Hummels kritisiert Zidane für Kopfstoß

"Es ist der für mich kontroverseste Abgang jemals. Er hat einfach mit seinem Kopfstoß im WM-Finale seine Karriere beendet", sagte Hummels, der allerdings klarstellte, dass es "kein Lobgesang" sei.

Denn "die anderen 22 (aus Frankreichs Kader, Anm. d. Red.) wären echt gerne Weltmeister geworden", meinte der Abwehrspieler und malte ein theoretisches Szenario auf.

"Wenn ich nächstes Jahr im Finale spiele und der Schmelle (BVB-Kollege Marcel Schmelzer, Anm. d. Red.) beendet mit einem Kopfstoß seine Karriere, bekommt Rot und wir verlieren das Finale, dann bin ich sauer auf Schmelle."

Frankreich verlor das Endspiel in Deutschland damals nach Elfmeterschießen gegen Italien. Deswegen habe Zidane für einen Abgang gesorgt, "der für immer in Erinnerung bleiben wird. In meinen Augen ganz klar negativ behaftet."

Deislers Karriereende schockte Hummels

Ein anderer Rücktritt traf Hummels auf eine andere Weise. "Was mich am meisten berührt hat: Das Karriereende von Sebastian Deisler. Das war einfach tragisch, von einem der Jahrhunderttalente", sagte er.

Der damalige Bayern-Spieler setzte in der Saison 2003/2004 wegen Depressionen mehrere Monate aus und beendete schließlich im Januar 2007 seine Karriere im Alter von 27.

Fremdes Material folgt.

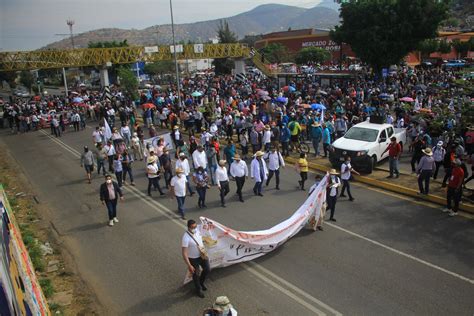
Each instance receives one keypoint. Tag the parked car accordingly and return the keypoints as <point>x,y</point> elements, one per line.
<point>365,143</point>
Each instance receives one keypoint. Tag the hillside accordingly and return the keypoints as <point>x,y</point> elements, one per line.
<point>262,19</point>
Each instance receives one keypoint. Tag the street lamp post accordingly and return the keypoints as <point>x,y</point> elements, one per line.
<point>174,51</point>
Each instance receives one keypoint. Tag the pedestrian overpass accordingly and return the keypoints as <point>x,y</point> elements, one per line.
<point>103,57</point>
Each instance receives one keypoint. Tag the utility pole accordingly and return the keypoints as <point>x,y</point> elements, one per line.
<point>70,23</point>
<point>175,58</point>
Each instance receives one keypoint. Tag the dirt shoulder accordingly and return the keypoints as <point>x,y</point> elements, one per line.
<point>67,293</point>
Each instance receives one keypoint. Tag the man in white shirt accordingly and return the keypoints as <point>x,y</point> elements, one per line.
<point>259,172</point>
<point>178,189</point>
<point>200,158</point>
<point>275,161</point>
<point>239,171</point>
<point>183,163</point>
<point>191,244</point>
<point>222,181</point>
<point>346,169</point>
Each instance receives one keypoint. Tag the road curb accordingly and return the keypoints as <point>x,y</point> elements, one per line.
<point>390,187</point>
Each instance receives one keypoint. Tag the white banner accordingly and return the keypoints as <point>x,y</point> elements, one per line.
<point>226,246</point>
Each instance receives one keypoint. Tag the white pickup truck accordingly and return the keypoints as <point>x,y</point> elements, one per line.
<point>364,143</point>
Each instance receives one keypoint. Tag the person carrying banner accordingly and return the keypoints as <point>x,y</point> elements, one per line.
<point>239,171</point>
<point>259,172</point>
<point>195,256</point>
<point>222,181</point>
<point>331,192</point>
<point>110,192</point>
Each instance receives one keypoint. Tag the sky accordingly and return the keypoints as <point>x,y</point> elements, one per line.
<point>31,24</point>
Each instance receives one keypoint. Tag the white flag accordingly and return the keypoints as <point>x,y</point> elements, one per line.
<point>108,131</point>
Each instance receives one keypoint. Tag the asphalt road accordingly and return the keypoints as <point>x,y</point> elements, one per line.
<point>385,255</point>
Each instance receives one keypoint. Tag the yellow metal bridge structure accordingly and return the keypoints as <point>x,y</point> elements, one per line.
<point>44,59</point>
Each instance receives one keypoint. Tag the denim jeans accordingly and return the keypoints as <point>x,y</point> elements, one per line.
<point>111,208</point>
<point>180,200</point>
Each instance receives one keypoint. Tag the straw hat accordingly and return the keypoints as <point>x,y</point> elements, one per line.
<point>222,304</point>
<point>427,151</point>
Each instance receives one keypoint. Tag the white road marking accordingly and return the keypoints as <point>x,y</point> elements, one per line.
<point>250,266</point>
<point>401,253</point>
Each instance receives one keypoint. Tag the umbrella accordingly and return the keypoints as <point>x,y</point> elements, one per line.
<point>318,106</point>
<point>282,99</point>
<point>148,106</point>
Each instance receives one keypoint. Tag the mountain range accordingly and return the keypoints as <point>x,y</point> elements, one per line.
<point>261,20</point>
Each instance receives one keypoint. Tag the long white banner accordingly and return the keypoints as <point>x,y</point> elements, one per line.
<point>226,246</point>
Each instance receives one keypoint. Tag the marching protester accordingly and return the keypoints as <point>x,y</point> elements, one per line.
<point>258,172</point>
<point>87,160</point>
<point>331,192</point>
<point>110,192</point>
<point>275,161</point>
<point>178,189</point>
<point>222,181</point>
<point>239,171</point>
<point>183,163</point>
<point>201,179</point>
<point>195,257</point>
<point>346,175</point>
<point>424,170</point>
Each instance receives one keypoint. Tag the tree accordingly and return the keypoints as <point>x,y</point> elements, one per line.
<point>312,55</point>
<point>225,35</point>
<point>159,67</point>
<point>428,46</point>
<point>383,32</point>
<point>275,53</point>
<point>26,79</point>
<point>444,47</point>
<point>128,81</point>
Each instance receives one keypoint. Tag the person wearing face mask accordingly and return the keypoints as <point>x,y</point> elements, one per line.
<point>110,192</point>
<point>178,189</point>
<point>192,248</point>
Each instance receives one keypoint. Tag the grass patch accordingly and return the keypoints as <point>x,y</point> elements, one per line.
<point>47,287</point>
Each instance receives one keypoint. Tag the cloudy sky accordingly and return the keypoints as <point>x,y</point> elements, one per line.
<point>31,24</point>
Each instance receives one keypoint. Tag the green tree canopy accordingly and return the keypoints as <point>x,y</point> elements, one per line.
<point>128,81</point>
<point>275,53</point>
<point>383,32</point>
<point>312,55</point>
<point>225,35</point>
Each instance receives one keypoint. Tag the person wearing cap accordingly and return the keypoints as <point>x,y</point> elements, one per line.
<point>394,152</point>
<point>258,172</point>
<point>424,170</point>
<point>438,155</point>
<point>454,193</point>
<point>183,163</point>
<point>275,161</point>
<point>110,192</point>
<point>191,245</point>
<point>316,135</point>
<point>239,171</point>
<point>153,173</point>
<point>331,192</point>
<point>222,181</point>
<point>178,189</point>
<point>87,161</point>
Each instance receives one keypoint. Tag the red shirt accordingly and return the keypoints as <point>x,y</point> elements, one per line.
<point>394,149</point>
<point>457,177</point>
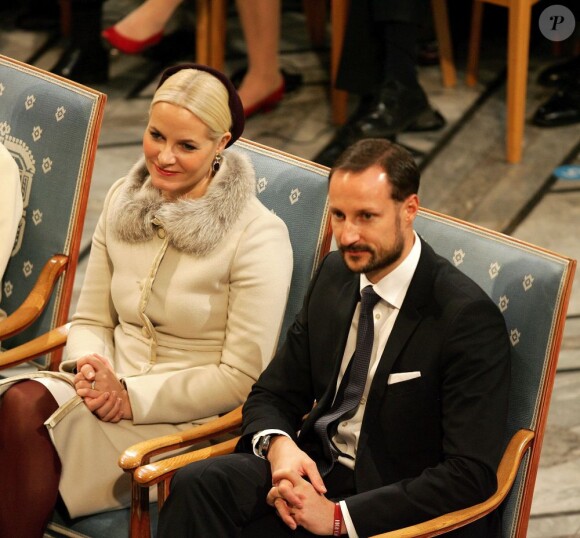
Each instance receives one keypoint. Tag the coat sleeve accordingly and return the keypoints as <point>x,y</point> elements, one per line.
<point>260,279</point>
<point>95,318</point>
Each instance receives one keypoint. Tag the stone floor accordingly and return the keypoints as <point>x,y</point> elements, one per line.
<point>464,174</point>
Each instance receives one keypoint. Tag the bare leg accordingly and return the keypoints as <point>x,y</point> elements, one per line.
<point>261,25</point>
<point>31,467</point>
<point>148,19</point>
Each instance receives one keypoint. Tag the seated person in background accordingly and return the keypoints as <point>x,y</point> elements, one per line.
<point>408,429</point>
<point>379,65</point>
<point>10,210</point>
<point>179,313</point>
<point>261,87</point>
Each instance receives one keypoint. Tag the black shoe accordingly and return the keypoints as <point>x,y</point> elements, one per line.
<point>562,108</point>
<point>84,65</point>
<point>40,15</point>
<point>560,74</point>
<point>394,110</point>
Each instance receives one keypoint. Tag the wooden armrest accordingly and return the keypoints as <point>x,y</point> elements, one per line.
<point>153,473</point>
<point>139,454</point>
<point>506,474</point>
<point>41,345</point>
<point>27,313</point>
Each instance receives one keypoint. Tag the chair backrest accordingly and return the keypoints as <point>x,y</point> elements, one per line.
<point>296,190</point>
<point>50,126</point>
<point>531,286</point>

"Ich habe mit ihm zusammen trainiert. Solche Fußballer habe ich nicht oft in meinem Leben gesehen", meinte Hummels: "Er hat mit 27 einfach komplett aus dem Nichts – zumindest für alle Außenstehenden – seine Karriere beendet. Mich hat das damals schon berührt, weil ich ihn gekannt habe, weil ich mit ihm trainiert habe."

Hummels schmunzelt: "Bin noch Deutschland-Fan"

Er sei "ein großer Fan" von Deislers Spielweise gewesen. "Und ich war auch Deutschland-Fan", sagte Hummels - und fügte mit Blick auf seine Ausbootung im DFB-Team an: "Bin ich natürlich immer noch." Eine Ergänzung, die bei den Mitmoderatoren Jonas Hummels und Luki für Lacher sorgte.

Mit Deisler sei Deutschland "ein wirklich guter Spieler verloren gegangen. Das war ein sehr emotionales Ende für mich, da war ich 17, 18."

Spektakulär fand Hummels auch den Abschied von Ex-Biathletin Magdalena Neuner. "Weil sie als Beste der Welt einfach aufgehört hat. Und hat einfach gesagt: Nee, es reicht jetzt."